Resolved: What are the units of salary?
If Salary (as most of us think about it) is a rate, then these are $/year and to get the amount spent you need to multiply that by the number of years.
If the salary is just $s then it is a lump sum of money made during that period of time and then no need to do anything but sum.
The first interpretation is how I interpreted the problem. But, I also noticed that 81,635 emp_no's had `Year(to_dates) = '9999'`, I figured those people were still working there.
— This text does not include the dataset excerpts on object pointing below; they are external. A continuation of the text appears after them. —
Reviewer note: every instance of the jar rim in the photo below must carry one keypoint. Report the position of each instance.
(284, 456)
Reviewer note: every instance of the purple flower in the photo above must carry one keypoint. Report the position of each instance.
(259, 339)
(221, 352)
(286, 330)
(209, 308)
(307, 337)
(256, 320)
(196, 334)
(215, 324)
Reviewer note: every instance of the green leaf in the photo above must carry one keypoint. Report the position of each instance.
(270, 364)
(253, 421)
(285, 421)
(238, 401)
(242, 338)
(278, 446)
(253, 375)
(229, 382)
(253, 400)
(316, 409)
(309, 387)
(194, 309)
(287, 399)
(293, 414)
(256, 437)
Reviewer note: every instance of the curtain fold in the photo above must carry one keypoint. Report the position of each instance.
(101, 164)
So I created a field that calculated the number of years each person worked at a particular salary using the `datediff()/365` function, and then also created a case for those who are still working there to have to_dates equal to today's date. After that I could then sum my new collumn WHERE from_date > '1997-01-01' because the question wanted the money spent on contracts made after the start of 1997. This gave me about 153 Billion dollars, but then I got to thinking that maybe we also wanted to know about the people that started before 1997 but were still working after that time, so I created an other case to only count the time in a contract after 1997 and found that the company spent between 2 and 3 Billion dollars on those contracts. That means from the begining of 1997 to today this company spent approimately 155 Billion dollars on employee contracts.
SELECT
SUM(salary*years_at_salary)
FROM
(SELECT
*,
CASE
# in this case the employee started working after 1997 and is still working there
WHEN YEAR(to_date) > '2023' AND from_date >= '1997-01-01'
THEN DATEDIFF('2023-11-08', from_date) / 365
# in this case the employee is still working there but started before 1997
WHEN YEAR(to_date) > '2023' AND from_date < '1997-01-01'
THEN DATEDIFF('2023-11-08', '1997-01-01') / 365
# in this case the employee is no longer working there but started
# before 1997
WHEN from_date < '1997-01-01'
THEN DATEDIFF(to_date, '1997-01-01') / 365
#in this case the person is working in the correct window
ELSE DATEDIFF(to_date, from_date) / 365
END AS years_at_salary
FROM
salaries
# only consider dates where the end date falls in the correct time period
WHERE to_date > '1997-01-01') salaries_ext;
I am hoping that someone will look at this and see if I made an error in my thought process or if they see I did some calculation incorrectly. I know that by dividing by 365 there are leap year issues, but I figured that since I was rounding to the nearest billion in my report that it wouldn't matter.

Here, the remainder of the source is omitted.